3. Visit Your Personal Shangri-La.
In the 1933 novel, Lost Horizon, British author James Hilton describes Shangri-La as a mystical, harmonious valley. It’s a sacred place of refuge. For me, it’s Mile High Comics in Denver, Colorado. It’s America’s Largest Comics Dealer, with over 5 million comics and over 100,000 Comics Trade Paperbacks and Hardbacks. Again, I’m letting my geek flag fly. It’s a good thing that it’s so far away or I would probably be broke by now. My wife has already accused me of trying to single handily put Eddie’s (Southeast Cards and Comics) kids through college. Locally that is my go-to place if I’m looking for any new or back issue comic book. Before the end of the year, you will see a blog about my Mile High adventure.Where is that place that holds a special place in your heart?

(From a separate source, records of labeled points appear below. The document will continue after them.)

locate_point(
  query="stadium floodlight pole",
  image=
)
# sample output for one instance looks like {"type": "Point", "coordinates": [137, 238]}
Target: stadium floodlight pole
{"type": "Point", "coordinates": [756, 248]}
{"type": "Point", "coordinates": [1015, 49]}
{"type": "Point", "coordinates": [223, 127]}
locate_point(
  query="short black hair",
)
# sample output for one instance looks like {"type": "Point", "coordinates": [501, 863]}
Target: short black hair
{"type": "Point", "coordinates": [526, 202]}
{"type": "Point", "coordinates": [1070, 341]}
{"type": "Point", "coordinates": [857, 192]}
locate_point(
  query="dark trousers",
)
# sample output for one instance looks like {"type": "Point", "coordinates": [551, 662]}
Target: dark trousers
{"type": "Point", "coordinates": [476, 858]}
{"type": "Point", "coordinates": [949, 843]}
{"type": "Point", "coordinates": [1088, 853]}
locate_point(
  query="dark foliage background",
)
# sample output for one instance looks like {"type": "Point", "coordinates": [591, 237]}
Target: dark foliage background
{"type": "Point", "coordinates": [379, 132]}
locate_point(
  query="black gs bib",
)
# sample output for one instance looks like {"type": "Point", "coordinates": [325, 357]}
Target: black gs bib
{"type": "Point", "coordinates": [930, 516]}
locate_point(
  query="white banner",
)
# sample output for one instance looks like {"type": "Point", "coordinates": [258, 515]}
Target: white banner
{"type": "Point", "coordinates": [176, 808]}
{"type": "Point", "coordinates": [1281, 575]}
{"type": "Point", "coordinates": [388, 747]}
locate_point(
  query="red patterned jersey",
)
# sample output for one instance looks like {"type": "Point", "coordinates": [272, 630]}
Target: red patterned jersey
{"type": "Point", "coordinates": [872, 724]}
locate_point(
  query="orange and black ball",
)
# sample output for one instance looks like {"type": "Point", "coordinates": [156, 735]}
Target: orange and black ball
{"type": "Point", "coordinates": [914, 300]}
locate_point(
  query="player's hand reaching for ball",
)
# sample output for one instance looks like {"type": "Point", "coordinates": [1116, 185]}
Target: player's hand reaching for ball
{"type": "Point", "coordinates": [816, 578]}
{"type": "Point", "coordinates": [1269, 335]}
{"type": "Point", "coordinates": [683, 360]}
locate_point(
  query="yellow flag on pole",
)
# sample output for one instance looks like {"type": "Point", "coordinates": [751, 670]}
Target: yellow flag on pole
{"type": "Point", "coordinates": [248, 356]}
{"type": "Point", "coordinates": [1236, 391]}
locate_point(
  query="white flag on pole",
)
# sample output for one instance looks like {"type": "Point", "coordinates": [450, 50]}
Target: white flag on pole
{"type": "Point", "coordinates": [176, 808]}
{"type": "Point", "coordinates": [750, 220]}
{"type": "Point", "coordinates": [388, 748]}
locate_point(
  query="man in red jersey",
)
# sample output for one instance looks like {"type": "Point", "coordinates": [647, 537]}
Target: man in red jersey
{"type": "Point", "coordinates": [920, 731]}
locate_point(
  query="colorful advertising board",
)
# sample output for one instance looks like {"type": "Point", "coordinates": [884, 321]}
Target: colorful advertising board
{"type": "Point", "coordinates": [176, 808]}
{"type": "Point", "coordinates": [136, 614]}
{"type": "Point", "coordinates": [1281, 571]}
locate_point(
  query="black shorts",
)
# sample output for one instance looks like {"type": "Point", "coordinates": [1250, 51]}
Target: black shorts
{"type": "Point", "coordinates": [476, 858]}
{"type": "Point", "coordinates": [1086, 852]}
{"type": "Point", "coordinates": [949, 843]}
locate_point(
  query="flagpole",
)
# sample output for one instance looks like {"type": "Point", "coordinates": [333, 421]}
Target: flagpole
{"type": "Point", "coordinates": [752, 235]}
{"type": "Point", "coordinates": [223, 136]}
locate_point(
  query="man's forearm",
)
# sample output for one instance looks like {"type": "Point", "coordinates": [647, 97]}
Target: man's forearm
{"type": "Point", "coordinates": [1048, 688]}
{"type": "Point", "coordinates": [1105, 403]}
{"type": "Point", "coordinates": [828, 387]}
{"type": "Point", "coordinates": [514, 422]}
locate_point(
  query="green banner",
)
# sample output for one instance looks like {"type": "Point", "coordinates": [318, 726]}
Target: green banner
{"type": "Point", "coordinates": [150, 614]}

Life is so short not to travel to your sacred place and write about every step in your journey.
4. Set an unreachable goal, then go after it.
As I continue to document my journey as a full-time writer, I’ve began using The Writer’s Devotional by Amy Peters. The reading for the second day had to do with motivation. The chapter started with the quote
“The indispensable first step to getting the things you want out of life is this: decide what you want.” – Ben Stein
It’s simple but brilliant. What do you want to accomplish as a writer? Do you want be become a best selling author? Do you want to use your author’s platform to try and make the world a better place? Do you just want to finish your novel for yourself? These goals are as unique as fingerprints, but if you don’t make them specific for yourself, how can you every hope to accomplish them. If you want to sell more books than Stephen King, then you have to make a plan and roll with it. There is nothing wrong with dreaming, but sooner or later you have to take the appropriate steps to go from fantasy to reality. What is my unreachable goal?
I want to write Batman.
I wish it was something more altruistic, but I want to add to the Batman mythos like my favorites Neal Adams, Frank Miller, Paul Dini and Scott Synder. What is your unreachable goal? Who’s to say you can’t make it happen?
5. Read the Dark Knight Returns
Comic books are for kids, right? If this is how you feel, please go to your nearest bookstore and buy a copy of The Dark Knight Returns. In 1986, that book changed my life. Written and drawn by Frank Miller, The Dark Knight Returns takes place ten years after Batman has “retired”. In his absence, Gotham City has sunk deeper into the lawlessness that created the Dark Knight in the first place. When his city needs him most, he returns to reclaim Gotham. After facing off against his two greatest foes, the Joker and Two-Face, the Caped Crusader has to battle his former ally, Superman. This collection is a great place to start if you were a fan of the 1989 Batman or the more recent Christopher Nolan trilogy. The storyline and social commentary was so far ahead of it’s time that it still stand today. I’m my opinion, this is the greatest graphic novel of all-time and something that will continue to influence my writing until the end of time.